Sudan is a country rich with culture, but also sociopolitical strife. A coup in 1989 brought a great deal of violent persecution to artists at the hands of a hardline religious government and ended a period in the country’s postcolonial era that was rife with music and poetry. The ’70s and ’80s were a time when music was all around; bands, orchestras, and roving sound systems were ubiquitous in the capital city of Khartoum. It was a golden era popular not just in Sudan but neighboring African countries as well, combining traditional native melodies with echoes of Western soul and Caribbean reggae.
Fortunately, Ostinato Records – determined to bring this music to a global audience – sent a team to Ethiopia, Somalia, Djibouti, and Egypt to unearth recordings of this vital era. The result is Two Niles to Sing a Melody: the Violins & Synths of Sudan, and it’s a fascinating listen. The compilation, whose title refers to the Blue and White Nile rivers that bracket Khartoum, collects 16 tracks from 15 artists and offers an eclectic slice of the sounds of a bygone Sudan.

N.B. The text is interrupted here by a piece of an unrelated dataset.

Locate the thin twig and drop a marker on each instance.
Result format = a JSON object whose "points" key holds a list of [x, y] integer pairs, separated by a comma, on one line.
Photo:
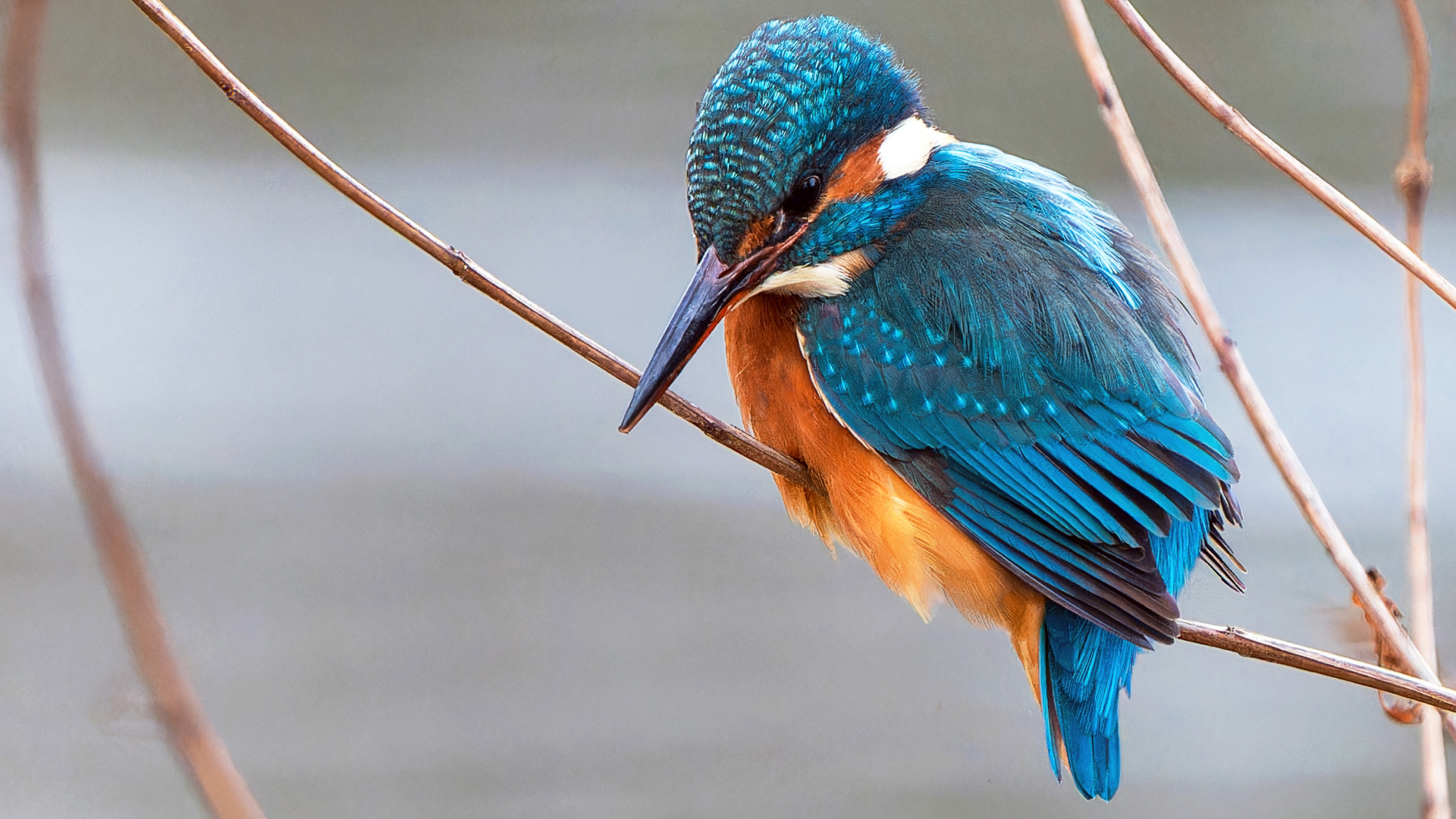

Much of the music is heavily rhythmic and while the melodies are sharp, the arrangements are loose with a variety of unique instrumentation. Emad Youssef’s “Al Bareedo Ana (The One I Love)” lumbers along with jagged horns and accordion accompanying Youssef’s vocals. The conflation of east-meets-west musicality is evident on tracks like Kamal Tarbas’ “Min Ozzalna Seebak Seeb (Forget Those That Divide Us)”, where thumping percussion provides a soulful backbeat and saxophone and violin-like synths climb Eastern scales. It’s a curious, irresistible stew.
The 20,000-word booklet that accompanies Two Niles is exhaustive and befits the subject matter. Besides the cultural and political backstory, there’s a wealth of priceless photos, notes from the compilation team, and a series of revealing interviews from surviving artists of the era as well as relatives of those who have passed away. For example, the story of Mohammed Wardi, the famed Sudanese singer/songwriter who died in 2012 (and the only artist on this compilation to get more than one track) is told by his son Abdulwahab in glowing terms. “He was representative of the people,” Abdulwahab says of his late father. “He was their voice; their civilization. He summarizes the spirit of the Sudanese people when he sings.” Wardi’s two songs on the compilation include “Al Sourah (The Photo)”, a catchy slice of primitive funk adorned by complex, intertwined strings, and the epic “Al Mursal (The Messenger)”, which captures both the exotic spirit of Wardi’s homeland and the musical touchstones of the ’70s with jazzy saxophone and lightly effects-laden electric guitar.
The sound quality is certainly indicative of the difficulty in acquiring clean master recordings. As stated in the liner notes: “The management and security for the National Radio and its archive of master reels is today outsourced to national security services — the equivalent of having the CIA guard the doors of the Smithsonian Museum in Washington, D.C. It is entirely off limits.” As a result, most of these recordings are from cassettes – the preferred format of the Sudanese music fan. Consequently, much of what you hear on Two Niles has a bit of a gritty flavor, but it lends to the authenticity. Madjzoub Ounsa’s “Arraid Arraid Ya Ahal (Love, Love Family)”, with its jittery beats and plaintive string synth patches, sounds like it’s coming out of a transistor radio in a Khartoum outdoor market. What “Ma Kunta Aarif Yarait (I Wish I Had Known)” by Abdel El Aziz Mubarak may lack in sonic fidelity more than makes up for in terms of pure emotion, with its languid strings and deeply felt vocalizing.
In the liner notes, Two Niles co-compiler Tamador Sheikh Eldin Gibreel – a Sudanese actress who immigrated to the United States in the early ’90s – stresses the importance of this music to her country, despite the eventual government crackdown. “Sudanese music is part of the daily life of the Sudanese people,” she says. “That’s how I lived it. It’s just what we did every minute.” That music, lovingly captured here, is as vibrant as the people who created it.